Since closed sets are Borel, it follows that the Axiom of Choice is a theorem of ZF. I am aware this is wrong and very likely an entirely trivial confusion emerging from my lack of knowledge on these matters. However, I'd appreciate someone to shed some light on this, probably with a line pointing out what is the confusion.
Thanks!
Closed, or Borel, in what space?
$\mathsf{ZF}$ proves that the axiom of choice is equivalent to the following statement:
$(*)\quad$ For every set $X$, equip $X^\omega$ with the product topology coming from the discrete topology on $X$. Then every game on $X$ of length $\omega$, whose payoff set is closed as a subset of $X^\omega$, is determined.
But $(*)$ is an incredibly general principle! Every set $X$ has to be taken into account here. By contrast, when we talk about Borel determinacy we're (unless otherwise stated!) referring to specifically Borel subsets of $\omega^\omega$ (or equivalently for this context, $2^\omega$). While $\mathsf{ZF}$ proves "Every Borel subset of $\omega^\omega$ is determined," this is not enough to imply $(*)$ above.
Indeed, in general the phrase "$\Gamma$-determinacy" refers either to $\omega^\omega$ or $2^\omega$ specifically (and even this needs further clarification for $\Gamma$ sufficiently simple - closed games on $2$ are fairly boring but closed games on $\omega$ are extremely complicated). So the phrase "Over $\mathsf{ZF}$, choice is equivalent to closed determinacy" is misleadingly phrased; it should be something like "Over $\mathsf{ZF}$, choice is equivalent to the determinacy of all closed games on all sets."

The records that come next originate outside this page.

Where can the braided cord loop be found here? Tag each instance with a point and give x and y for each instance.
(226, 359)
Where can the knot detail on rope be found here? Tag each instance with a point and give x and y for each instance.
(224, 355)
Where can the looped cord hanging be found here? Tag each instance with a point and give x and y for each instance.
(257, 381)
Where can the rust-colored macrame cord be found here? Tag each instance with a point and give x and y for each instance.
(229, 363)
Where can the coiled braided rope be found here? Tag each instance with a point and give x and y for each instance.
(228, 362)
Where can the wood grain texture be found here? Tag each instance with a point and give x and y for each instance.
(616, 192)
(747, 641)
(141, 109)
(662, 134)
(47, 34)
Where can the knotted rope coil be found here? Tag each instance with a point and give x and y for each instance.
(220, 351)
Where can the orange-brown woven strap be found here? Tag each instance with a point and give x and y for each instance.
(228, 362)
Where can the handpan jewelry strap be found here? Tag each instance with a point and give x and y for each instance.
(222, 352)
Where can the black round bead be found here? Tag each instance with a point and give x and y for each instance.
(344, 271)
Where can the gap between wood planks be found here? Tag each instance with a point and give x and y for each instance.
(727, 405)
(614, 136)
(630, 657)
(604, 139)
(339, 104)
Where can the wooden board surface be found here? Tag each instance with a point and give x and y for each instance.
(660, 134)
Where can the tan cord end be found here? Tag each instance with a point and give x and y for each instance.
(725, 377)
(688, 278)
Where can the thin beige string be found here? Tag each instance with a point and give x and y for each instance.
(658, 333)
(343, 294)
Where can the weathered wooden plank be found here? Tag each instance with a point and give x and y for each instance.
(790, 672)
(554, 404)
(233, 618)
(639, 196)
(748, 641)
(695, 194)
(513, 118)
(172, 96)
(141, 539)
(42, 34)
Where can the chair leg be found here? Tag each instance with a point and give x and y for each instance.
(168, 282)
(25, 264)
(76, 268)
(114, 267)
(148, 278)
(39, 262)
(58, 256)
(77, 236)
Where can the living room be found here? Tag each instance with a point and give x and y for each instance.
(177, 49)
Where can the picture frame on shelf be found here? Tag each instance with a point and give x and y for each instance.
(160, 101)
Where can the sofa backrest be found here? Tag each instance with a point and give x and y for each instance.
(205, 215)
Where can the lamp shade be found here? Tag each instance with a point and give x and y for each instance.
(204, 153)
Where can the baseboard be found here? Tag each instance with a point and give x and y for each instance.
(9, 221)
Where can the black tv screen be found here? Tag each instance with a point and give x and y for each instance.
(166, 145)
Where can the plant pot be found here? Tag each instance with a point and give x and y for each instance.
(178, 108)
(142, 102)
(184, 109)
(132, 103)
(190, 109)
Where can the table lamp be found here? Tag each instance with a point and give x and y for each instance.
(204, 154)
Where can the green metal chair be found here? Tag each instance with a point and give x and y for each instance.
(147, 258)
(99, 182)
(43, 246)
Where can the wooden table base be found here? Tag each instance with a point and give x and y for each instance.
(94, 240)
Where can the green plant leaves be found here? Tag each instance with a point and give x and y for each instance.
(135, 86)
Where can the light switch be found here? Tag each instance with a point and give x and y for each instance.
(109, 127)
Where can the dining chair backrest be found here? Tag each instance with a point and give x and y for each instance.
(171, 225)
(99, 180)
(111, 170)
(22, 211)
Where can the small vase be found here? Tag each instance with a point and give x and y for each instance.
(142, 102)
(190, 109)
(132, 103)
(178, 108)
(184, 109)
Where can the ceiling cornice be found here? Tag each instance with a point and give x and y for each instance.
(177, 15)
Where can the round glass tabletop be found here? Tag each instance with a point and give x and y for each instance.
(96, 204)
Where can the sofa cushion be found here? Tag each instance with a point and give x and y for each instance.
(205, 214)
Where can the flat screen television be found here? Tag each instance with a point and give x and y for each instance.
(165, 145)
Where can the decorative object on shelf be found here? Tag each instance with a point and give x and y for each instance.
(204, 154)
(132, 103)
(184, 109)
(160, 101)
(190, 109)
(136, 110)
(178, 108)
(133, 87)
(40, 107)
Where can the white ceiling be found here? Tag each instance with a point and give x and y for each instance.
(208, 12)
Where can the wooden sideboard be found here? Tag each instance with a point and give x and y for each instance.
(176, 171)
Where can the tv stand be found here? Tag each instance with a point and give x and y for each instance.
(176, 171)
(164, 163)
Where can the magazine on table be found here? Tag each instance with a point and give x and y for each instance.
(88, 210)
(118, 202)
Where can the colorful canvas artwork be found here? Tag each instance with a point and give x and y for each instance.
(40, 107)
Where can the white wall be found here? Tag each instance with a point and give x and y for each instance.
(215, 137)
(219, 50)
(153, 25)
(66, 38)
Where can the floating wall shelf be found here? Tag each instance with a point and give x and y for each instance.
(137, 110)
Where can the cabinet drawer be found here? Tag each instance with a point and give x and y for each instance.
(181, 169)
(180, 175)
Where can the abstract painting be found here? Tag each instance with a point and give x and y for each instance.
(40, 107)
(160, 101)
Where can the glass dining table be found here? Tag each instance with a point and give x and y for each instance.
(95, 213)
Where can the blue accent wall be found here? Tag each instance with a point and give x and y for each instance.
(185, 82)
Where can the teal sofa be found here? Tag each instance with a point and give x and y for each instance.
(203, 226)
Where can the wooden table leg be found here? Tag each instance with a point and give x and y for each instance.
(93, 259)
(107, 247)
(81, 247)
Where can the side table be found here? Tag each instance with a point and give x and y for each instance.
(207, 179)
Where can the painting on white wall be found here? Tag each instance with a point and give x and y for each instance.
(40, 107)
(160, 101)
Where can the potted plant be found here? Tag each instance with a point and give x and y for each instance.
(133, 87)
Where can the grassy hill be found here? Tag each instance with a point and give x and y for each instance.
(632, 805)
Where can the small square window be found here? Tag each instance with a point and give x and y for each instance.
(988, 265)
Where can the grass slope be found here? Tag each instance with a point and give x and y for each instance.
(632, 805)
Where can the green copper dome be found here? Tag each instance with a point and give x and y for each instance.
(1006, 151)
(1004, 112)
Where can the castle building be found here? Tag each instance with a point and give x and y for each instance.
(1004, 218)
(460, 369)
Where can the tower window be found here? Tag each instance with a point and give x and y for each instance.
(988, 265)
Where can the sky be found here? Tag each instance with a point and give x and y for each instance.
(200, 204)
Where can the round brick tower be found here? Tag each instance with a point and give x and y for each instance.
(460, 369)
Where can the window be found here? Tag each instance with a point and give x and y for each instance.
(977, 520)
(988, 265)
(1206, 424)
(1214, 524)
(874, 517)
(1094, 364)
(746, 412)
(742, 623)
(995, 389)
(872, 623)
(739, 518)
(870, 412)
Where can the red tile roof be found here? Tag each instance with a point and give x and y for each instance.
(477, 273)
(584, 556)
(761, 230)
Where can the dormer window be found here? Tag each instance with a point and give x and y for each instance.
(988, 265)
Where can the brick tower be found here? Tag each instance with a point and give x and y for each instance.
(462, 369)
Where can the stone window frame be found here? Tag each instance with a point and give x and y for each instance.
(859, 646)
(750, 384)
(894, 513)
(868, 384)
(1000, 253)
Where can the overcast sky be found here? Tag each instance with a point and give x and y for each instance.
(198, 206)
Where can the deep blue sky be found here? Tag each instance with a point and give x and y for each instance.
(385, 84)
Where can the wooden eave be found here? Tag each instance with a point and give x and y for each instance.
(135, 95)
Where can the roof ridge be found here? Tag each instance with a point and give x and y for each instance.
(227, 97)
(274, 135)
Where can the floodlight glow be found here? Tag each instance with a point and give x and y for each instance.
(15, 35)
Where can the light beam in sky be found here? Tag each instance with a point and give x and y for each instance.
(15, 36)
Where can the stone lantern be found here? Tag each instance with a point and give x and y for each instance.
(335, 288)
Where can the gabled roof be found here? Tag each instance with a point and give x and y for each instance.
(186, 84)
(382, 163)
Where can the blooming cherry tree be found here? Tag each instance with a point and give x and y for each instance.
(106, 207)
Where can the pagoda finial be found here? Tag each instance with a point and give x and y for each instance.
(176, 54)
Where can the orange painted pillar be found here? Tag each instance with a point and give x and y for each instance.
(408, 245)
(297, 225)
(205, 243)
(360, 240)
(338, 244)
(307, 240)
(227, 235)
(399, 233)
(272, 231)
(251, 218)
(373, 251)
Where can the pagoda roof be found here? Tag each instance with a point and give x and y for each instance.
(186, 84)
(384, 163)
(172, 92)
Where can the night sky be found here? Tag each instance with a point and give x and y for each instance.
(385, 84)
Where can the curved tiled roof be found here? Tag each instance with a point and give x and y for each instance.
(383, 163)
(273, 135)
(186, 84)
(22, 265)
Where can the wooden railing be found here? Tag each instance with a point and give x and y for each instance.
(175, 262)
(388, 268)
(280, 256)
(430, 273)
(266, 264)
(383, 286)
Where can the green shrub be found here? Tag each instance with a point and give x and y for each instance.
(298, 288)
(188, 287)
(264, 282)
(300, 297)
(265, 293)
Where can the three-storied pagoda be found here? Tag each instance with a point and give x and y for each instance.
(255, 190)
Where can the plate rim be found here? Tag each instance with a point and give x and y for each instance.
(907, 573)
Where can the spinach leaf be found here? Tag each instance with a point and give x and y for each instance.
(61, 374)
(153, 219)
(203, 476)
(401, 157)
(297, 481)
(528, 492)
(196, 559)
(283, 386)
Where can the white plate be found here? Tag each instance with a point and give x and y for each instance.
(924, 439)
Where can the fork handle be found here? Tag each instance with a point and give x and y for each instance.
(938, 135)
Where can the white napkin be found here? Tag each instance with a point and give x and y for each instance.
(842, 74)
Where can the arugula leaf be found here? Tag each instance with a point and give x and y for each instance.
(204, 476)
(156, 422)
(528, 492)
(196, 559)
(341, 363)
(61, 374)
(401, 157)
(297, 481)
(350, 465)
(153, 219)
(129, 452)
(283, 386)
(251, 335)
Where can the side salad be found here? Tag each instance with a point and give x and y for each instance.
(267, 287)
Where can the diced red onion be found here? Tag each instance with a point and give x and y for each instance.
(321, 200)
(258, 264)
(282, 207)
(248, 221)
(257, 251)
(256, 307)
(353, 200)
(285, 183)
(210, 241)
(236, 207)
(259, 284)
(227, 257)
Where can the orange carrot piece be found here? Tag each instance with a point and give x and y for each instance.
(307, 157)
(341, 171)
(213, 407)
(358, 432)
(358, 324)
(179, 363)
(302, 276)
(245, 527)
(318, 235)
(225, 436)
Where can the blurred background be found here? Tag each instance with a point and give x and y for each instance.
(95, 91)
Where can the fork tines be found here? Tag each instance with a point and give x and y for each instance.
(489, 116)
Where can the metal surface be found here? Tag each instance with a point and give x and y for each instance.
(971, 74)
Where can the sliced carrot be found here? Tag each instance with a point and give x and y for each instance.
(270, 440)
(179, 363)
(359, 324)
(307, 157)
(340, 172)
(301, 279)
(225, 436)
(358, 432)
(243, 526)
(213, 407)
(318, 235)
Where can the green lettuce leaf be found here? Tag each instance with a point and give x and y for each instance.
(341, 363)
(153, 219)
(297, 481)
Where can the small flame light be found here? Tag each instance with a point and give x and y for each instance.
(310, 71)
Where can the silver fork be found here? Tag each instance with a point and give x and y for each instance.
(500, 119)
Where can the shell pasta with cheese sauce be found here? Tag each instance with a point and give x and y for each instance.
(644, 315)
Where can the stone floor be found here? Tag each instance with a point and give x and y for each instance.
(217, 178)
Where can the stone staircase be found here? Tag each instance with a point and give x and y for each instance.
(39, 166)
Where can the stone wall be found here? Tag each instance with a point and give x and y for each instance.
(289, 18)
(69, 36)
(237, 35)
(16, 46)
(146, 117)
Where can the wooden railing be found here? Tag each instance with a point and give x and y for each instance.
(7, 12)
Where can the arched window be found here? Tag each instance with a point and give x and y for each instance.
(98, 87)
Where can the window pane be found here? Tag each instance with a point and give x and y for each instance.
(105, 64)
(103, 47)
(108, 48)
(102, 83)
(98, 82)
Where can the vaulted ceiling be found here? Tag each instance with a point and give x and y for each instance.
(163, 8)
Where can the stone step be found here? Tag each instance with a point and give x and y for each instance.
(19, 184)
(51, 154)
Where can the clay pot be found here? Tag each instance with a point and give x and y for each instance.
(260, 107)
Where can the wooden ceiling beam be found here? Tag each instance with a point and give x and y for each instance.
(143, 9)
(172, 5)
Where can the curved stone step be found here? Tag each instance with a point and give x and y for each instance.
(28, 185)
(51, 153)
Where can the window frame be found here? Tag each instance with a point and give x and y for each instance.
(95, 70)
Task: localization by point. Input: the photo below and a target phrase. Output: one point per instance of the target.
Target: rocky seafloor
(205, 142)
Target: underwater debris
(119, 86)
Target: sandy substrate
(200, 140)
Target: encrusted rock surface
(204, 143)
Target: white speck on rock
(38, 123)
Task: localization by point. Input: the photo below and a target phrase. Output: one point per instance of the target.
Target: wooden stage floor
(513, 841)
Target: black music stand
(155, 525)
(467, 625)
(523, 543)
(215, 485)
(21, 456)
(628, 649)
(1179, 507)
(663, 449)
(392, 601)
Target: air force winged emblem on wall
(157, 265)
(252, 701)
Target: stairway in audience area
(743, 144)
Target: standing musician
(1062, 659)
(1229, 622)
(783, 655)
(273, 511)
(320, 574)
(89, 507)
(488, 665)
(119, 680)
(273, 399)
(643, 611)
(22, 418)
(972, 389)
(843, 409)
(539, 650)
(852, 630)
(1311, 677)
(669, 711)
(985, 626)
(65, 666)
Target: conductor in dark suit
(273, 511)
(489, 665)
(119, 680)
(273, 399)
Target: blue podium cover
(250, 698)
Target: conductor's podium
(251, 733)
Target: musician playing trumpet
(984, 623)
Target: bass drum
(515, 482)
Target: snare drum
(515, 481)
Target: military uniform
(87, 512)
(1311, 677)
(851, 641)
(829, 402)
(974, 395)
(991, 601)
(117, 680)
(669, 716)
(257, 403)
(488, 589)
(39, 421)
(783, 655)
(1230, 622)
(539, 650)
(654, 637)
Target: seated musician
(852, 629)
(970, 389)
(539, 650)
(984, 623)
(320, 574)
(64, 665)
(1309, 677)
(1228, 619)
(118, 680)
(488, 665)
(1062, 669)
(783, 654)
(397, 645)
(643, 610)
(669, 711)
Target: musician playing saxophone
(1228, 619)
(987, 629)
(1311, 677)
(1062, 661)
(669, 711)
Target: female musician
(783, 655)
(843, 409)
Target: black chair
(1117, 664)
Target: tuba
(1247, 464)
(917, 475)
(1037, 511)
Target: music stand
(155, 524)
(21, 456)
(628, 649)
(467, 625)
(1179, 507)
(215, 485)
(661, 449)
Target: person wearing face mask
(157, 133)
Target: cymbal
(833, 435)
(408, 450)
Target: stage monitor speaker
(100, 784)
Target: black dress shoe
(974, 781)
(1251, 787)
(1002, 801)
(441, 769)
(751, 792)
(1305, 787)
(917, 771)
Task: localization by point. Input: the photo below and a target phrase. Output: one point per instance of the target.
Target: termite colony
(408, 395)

EDIT: I've been asked to clarify the claim that $\mathsf{ZF}$ proves Borel determinacy (over $\omega^\omega$). This is indeed a bit tricky; the point is that we can use absoluteness theorems, and a bit of creative sentence rewriting, to remove any dependence on choice from the original proof (that said there's a subtlety around what "Borel" means without choice, see the very end):
Let $\mathcal{M}\models\mathsf{ZF}$. Now $\mathcal{M}$ may not have a forcing extension satisfying choice, but it does have one satisfying enough choice for the proof of Borel determinacy to go through; let $\mathcal{N}$ be such an extension. Now by Mostowski absoluteness, each Borel code in $\mathcal{M}$ is also a Borel code in $\mathcal{N}$ (the only nontrivial part of the definition of Borel code is well-foundedness). Let $b$ be a Borel code in the sense of $\mathcal{M}$, and let $b'$ be the thing which $\mathcal{M}$ thinks is the canonical Borel code for the complement of the set coded by $b$; by Mostowski as above, $b'$ is a code for the complement of $b$ in $\mathcal{N}$ as well. Then since $\mathcal{N}$ satisfies Borel determinacy, we have $\mathcal{N}\models$ "There is some strategy $\Sigma$ for (say) player 1 such that for every strategy $\Pi$ for player 2 and every real $F$ we have that $F$ is not a witness to $\Sigma\otimes \Pi$ being in the set coded by $b'$." Shifting to codes for complements has bought us a crucial quantifier: this latter statement is $\Sigma^1_2$ in a real parameter in $\mathcal{M}$ (namely $b$), and so by Shoenfield absoluteness holds in $\mathcal{M}$ as well as in $\mathcal{N}$.
This argument, though, reveals a subtlety which I had not mentioned originally: when we're working without choice, it's important to distinguish between two notions of "Borel"-ness. See this old answer of mine; to be absolutely precise, $\mathsf{ZF}$ proves Borel-coded determinacy for $\omega^\omega$.